J.P. Morgan Sees Strong Q2 for Eli Lilly, Maintains Overweight Rating

Eli Lilly and Company  (NYSE:LLY) is one of the high-margin pharma stocks to buy now. Eli Lilly and Company (NYSE:LLY) is set to report second-quarter results on August 7, and J.P. Morgan’s Chris Schott believes the stage is set for another strong showing. In a recent note, Schott outlined what he calls an “attractive setup” for the pharma heavyweight, pointing to continued momentum in its GLP-1 portfolio, led by weight-loss treatments Zepbound and Mounjaro.

J.P. Morgan Sees Strong Q2 for Eli Lilly, Maintains Overweight Rating

Schott is projecting second-quarter sales of $14.8 billion, about $370 million above Wall Street consensus. His bullish forecast is fueled by surging demand for Lilly’s GLP-1 drugs, with combined sales expected to reach $8.8 billion, a 60% year-over-year increase. Zepbound now commands an estimated 60–65% share of the obesity market, while Mounjaro continues to gain traction globally.

Though he expects earnings per share of $5.49, slightly below consensus due to increased R&D and marketing spend, Schott remains upbeat on the company’s broader growth trajectory.
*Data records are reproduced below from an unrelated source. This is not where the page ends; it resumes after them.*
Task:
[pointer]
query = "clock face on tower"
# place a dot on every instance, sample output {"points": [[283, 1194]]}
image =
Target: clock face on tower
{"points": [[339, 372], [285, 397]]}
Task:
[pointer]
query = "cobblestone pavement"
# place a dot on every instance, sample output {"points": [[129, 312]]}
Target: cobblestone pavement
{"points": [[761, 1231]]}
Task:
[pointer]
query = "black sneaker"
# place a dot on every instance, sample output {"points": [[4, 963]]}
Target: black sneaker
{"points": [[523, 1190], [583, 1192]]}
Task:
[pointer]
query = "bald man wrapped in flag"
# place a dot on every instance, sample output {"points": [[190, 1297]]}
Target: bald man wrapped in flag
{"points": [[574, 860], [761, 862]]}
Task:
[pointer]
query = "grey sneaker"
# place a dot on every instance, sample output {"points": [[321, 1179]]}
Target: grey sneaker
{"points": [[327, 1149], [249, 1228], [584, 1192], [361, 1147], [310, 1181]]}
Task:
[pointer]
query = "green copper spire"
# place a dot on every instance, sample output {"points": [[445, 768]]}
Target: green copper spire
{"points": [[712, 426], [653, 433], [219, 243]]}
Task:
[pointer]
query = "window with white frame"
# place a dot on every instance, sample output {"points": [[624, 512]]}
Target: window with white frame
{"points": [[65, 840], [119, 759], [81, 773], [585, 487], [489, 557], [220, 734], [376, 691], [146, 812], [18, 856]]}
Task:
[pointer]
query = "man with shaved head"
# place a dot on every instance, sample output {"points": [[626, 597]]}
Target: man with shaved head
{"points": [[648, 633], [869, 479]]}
He anticipates any temporary headwinds from CVS formulary adjustments will be short-lived, with GLP-1 prescription growth expected to reaccelerate by the end of the year.

Looking ahead, Schott is optimistic about Eli Lilly’s pipeline, especially the once-daily oral GLP-1 candidate orforglipron. He sees the upcoming Phase 3 obesity data as a key catalyst and believes the drug could expand Lilly’s market leadership. With minimal patent risk and strong long-term visibility, Schott maintains an Overweight rating on the stock and a $1,100 price target, viewing current levels as an attractive entry point.